New research published today in the scientific Journal, Occupational Medicine suggests men who get stressed at work are more likely to catch common colds and sniffles. The research did not find the same association amongst women workers.


The scientists studied 1200 manual workers from forty different companies and found that men who were experiencing stress and who felt that they had a lack of control over their job were 74% more likely to take time off sick with a cold. Common colds are one of the biggest causes of short bouts of work related sickness absence in the UK. Common cold infections are so widespread that there are very few people who escape the infection each year and a recent survey suggested that flu and other minor ailments accounted for 84% of the days off in the UK.
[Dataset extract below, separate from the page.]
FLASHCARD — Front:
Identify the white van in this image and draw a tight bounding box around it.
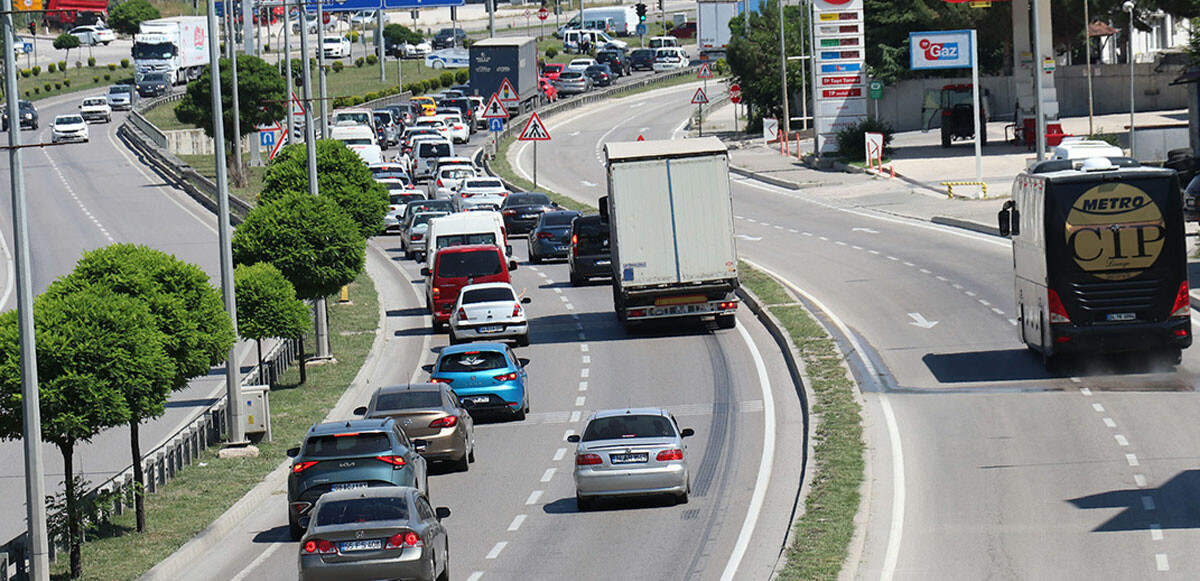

The team from South Korea who undertook the research thought that the difference between men and women may be because men are more likely to 'overrate' common cold symptoms whilst women tend to be more stoical in their response. People experiencing stress are also more likely to smoke, drink heavily or eat unhealthy foods - all of these may contribute to their susceptibility to catching common cold bugs.


Stress and depression are the biggest cause for longer term absence in the UK with 1 in 4 employees experiencing problems. This is not just distressing for the person involved - it can make them less productive at work and is responsible for high rates of sick-leave, accidents and staff turnover.


Commenting on their findings, Dr Olivia Carlton, President of the Society of Occupational Medicine said "Stress of any kind, including work related stress may affect your immune system and be a potential risk factor for the common cold and other illnesses; further studies on this are needed. However the real issue here is that managers in the workplace need to understand how to identify employees who are experiencing stress and help those who are affected. We need to remove the stigma associated with psychological health conditions - they are common and can happen to anyone at anytime in their life. There are solutions and it's important that staff feel able to seek support."


Occupational Health staff will know about the particular stresses and strains of the work environment and have experience of sensitive issues such as workplace confidentiality, job security and the timing of the return to part-time or full-time working. They are ideally placed to advise managers about how to manage staff with psychological problems and can also work closely with family doctors or other specialist health services.